Corresponding types have the same width (6.2.5p6), so uint8_t is also 8 bits wide.
unsigned char is CHAR_BIT bits wide (5.2.4.2.1p2 and 6.2.6.1p3).
CHAR_BIT is at least 8 (5.2.4.2.1p1).
CHAR_BIT is at most 8, because either uint8_t is unsigned char, or it's a non-unsigned char, non-bit-field type whose width is a multiple of CHAR_BIT (6.2.6.1p4).

Based on this argument, I agree that, if uint8_t exists, then both it and unsigned char have identical representations: 8 value bits and 0 padding bits. That doesn't seem to force them to be the same type (e.g., 6.2.5p14).

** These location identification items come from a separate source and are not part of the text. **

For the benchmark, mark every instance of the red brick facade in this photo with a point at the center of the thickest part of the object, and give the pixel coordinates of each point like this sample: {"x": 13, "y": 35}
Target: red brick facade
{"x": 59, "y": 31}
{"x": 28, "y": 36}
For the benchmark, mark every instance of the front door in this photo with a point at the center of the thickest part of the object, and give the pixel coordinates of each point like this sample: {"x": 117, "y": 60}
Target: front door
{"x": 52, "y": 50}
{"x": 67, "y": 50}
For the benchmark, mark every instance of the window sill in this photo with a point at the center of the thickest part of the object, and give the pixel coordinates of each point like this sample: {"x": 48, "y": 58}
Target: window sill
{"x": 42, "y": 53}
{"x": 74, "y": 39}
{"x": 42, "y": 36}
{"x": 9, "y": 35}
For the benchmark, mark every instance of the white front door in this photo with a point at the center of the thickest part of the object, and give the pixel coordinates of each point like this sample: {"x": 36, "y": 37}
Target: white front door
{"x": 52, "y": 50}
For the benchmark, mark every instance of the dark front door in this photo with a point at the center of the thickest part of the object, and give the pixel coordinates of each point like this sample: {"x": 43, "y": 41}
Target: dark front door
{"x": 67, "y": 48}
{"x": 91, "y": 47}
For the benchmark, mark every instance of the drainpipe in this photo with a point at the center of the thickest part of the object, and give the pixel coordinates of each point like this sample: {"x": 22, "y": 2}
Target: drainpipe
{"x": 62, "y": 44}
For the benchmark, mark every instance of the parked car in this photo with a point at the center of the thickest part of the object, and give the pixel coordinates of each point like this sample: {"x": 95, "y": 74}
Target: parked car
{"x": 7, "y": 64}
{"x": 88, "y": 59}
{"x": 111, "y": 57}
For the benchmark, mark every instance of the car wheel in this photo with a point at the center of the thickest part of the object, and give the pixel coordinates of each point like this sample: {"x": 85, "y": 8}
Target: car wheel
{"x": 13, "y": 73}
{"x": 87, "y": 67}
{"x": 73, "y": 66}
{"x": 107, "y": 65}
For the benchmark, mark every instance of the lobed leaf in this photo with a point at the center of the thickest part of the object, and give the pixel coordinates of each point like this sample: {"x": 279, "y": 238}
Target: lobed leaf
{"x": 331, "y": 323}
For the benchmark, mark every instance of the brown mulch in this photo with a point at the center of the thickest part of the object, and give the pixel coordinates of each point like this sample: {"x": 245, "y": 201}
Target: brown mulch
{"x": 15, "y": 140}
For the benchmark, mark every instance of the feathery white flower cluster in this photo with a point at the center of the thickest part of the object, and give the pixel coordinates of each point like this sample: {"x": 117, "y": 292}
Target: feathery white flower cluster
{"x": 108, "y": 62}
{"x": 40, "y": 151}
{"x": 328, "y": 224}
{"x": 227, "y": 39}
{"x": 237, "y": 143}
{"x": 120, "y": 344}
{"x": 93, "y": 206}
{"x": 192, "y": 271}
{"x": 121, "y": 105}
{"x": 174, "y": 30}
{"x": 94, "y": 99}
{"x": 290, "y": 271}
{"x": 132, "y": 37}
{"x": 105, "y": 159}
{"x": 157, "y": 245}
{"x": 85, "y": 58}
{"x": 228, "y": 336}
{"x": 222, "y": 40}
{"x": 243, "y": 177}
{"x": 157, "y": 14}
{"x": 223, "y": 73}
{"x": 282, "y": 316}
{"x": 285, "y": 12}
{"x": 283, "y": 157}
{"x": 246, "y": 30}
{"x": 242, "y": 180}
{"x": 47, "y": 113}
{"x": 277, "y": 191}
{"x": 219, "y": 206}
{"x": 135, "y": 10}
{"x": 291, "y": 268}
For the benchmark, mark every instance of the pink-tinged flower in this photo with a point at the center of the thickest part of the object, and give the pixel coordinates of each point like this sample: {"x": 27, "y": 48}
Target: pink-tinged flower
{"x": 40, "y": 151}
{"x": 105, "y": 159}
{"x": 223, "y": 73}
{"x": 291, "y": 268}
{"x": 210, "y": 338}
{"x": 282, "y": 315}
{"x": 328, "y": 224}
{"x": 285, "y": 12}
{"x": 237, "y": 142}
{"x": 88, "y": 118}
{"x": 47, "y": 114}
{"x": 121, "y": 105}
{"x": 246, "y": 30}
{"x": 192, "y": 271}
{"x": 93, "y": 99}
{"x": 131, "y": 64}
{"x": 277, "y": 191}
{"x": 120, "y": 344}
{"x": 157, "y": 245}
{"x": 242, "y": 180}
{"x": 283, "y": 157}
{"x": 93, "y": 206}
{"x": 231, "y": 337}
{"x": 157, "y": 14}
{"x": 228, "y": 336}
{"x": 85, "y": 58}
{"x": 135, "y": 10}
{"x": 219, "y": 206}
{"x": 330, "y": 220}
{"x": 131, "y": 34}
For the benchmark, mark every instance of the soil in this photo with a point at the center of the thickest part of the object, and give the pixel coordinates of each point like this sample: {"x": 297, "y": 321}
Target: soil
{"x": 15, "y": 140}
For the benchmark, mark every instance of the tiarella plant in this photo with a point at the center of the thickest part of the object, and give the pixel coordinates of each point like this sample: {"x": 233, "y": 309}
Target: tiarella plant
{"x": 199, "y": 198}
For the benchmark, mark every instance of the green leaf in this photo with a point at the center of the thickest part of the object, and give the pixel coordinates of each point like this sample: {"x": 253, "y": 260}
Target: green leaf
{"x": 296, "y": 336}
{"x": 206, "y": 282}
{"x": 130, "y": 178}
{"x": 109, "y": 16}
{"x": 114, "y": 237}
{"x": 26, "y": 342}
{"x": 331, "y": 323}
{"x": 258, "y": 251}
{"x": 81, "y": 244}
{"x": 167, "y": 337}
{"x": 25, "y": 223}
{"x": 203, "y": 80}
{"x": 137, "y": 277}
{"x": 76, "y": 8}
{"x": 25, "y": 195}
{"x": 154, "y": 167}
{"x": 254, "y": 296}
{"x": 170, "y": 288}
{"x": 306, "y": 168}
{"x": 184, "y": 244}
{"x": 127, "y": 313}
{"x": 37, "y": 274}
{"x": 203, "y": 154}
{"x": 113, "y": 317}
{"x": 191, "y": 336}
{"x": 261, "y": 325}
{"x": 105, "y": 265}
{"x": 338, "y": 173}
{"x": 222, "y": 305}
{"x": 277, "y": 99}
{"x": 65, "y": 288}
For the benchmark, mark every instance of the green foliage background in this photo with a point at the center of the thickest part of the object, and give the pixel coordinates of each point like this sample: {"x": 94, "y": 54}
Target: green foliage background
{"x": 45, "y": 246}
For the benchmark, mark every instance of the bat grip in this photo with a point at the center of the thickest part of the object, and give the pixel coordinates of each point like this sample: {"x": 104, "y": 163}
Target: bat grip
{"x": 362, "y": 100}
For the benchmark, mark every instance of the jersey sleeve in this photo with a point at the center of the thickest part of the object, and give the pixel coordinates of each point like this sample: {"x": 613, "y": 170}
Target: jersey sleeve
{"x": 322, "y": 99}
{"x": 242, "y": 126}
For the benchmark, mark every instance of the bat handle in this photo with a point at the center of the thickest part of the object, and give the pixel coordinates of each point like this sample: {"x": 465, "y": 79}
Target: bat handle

Is it allowed that uint8_t is typedef'd to an extended unsigned integer type (6.2.5p6) with the same representation as unsigned char? Certainly it must be typedef'd (7.18.1.1p2), and it cannot be any standard unsigned integer type other than unsigned char (or char if it happens to be unsigned). This hypothetical extended type would not be a character type (6.2.5p15) and thus would not qualify for aliased access to an object of an incompatible type (6.5p7), which strikes me as the reason a compiler writer would want to do such a thing.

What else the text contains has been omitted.